Regional cooperation is our best solution
As the negative effects of all that has been happening at the global level over the past three years begin to bite more and more, the wisdom of the oft-repeated goal of regional economic cooperation is becoming crystal clear, even to the sceptics.
Though Caribbean countries have always preached adherence to this principle, in practice most countries have tried to go their own way, and it is only when this does not work out that we revert to collective efforts to bail ourselves out of increasingly grim situations.
This week however, encouraging signs of possible concrete steps towards practical cooperation in the vital area of energy emerged with the holding of an International Energy Conference in Guyana. Massive discoveries of oil and gas deposits have not only been turning that country’s fortunes in a positive direction, but have been raising false hopes in some quarters that Guyana may now be the elusive El Dorado, sought after for centuries.

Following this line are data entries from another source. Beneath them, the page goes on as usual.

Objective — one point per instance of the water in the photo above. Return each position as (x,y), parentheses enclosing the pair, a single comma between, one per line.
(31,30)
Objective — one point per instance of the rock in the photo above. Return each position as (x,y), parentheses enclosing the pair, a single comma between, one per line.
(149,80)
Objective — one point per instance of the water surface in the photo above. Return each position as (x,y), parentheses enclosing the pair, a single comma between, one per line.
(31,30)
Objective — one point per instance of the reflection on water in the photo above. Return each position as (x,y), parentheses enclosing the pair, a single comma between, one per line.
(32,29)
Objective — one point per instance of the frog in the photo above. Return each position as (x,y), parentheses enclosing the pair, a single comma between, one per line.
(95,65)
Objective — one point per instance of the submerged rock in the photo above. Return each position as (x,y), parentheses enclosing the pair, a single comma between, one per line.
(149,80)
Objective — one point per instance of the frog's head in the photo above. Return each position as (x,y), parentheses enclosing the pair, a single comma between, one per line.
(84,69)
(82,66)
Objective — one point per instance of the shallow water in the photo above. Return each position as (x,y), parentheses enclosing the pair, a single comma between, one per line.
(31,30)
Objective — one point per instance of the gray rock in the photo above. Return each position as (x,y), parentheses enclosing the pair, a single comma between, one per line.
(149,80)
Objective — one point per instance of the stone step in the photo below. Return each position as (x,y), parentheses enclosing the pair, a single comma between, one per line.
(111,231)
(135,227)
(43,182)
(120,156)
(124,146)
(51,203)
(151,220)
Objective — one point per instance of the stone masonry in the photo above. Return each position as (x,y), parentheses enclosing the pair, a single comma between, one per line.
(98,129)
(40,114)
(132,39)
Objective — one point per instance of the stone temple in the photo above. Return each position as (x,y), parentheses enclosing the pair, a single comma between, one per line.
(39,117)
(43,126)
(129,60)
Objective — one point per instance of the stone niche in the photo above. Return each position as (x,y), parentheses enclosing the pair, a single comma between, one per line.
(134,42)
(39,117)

In many ways Guyana is well placed to learn the lesson of its once petroleum-rich Caribbean neighbour, Trinidad and Tobago. There, the oil wealth generated all sorts of illusions about that twin-island republic being able to blaze its own path to wealth and glory. The vicissitudes of the global economy coupled with mismanagement and waste appears to have taught our southern neighbours a lesson.
At the Energy Conference, Trinidadian Prime Minister Dr Keith Rowley offered his country’s resources and experiences to its neighbours not just in developing and exploring carbon-based energy sources, but moreover in utilizing these in the thrust to exploit and utilize sources of renewable energy. He told the Conference that: “The regional energy landscape does not equip any single country to meet the energy security requirements of the region. A cooperative approach allows for shared risks and diversified perspectives and will facilitate the development and execution of innovative solutions to the challenges associated with the energy demand for the region”.
Offering to engage regional neighbours in this venture, he told Conference participants, among them our own Prime Minister Gonsalves, that while investment in developing renewable energy resources is inevitable, it does not come cheap and that investment costs in this direction are not only challenging but can be prohibitive at times.
It was therefore most heartening to hear of his offer to use his country’s resources and experience to help its neighbours in this regard. Already there are initiatives involving Guyana, Barbados and Grenada as well as a major project with Venezuela which, due to the sanctions placed by the USA on Venezuela would have prohibited export of refined products to the USA and other destinations, and therefore required an agreement with the USA in this regard.
One can only hope that this time regional countries take advantage of the opportunities offered and engage in meaningful cooperation in this vital area. There is much that we can learn from the experiences of T&T, both the positive ones as well as the bitter pills which that country has had to swallow. Success in this endeavour can only help to steel our resolve regionally, to tackle collectively another regional bugbear, air and sea transportation.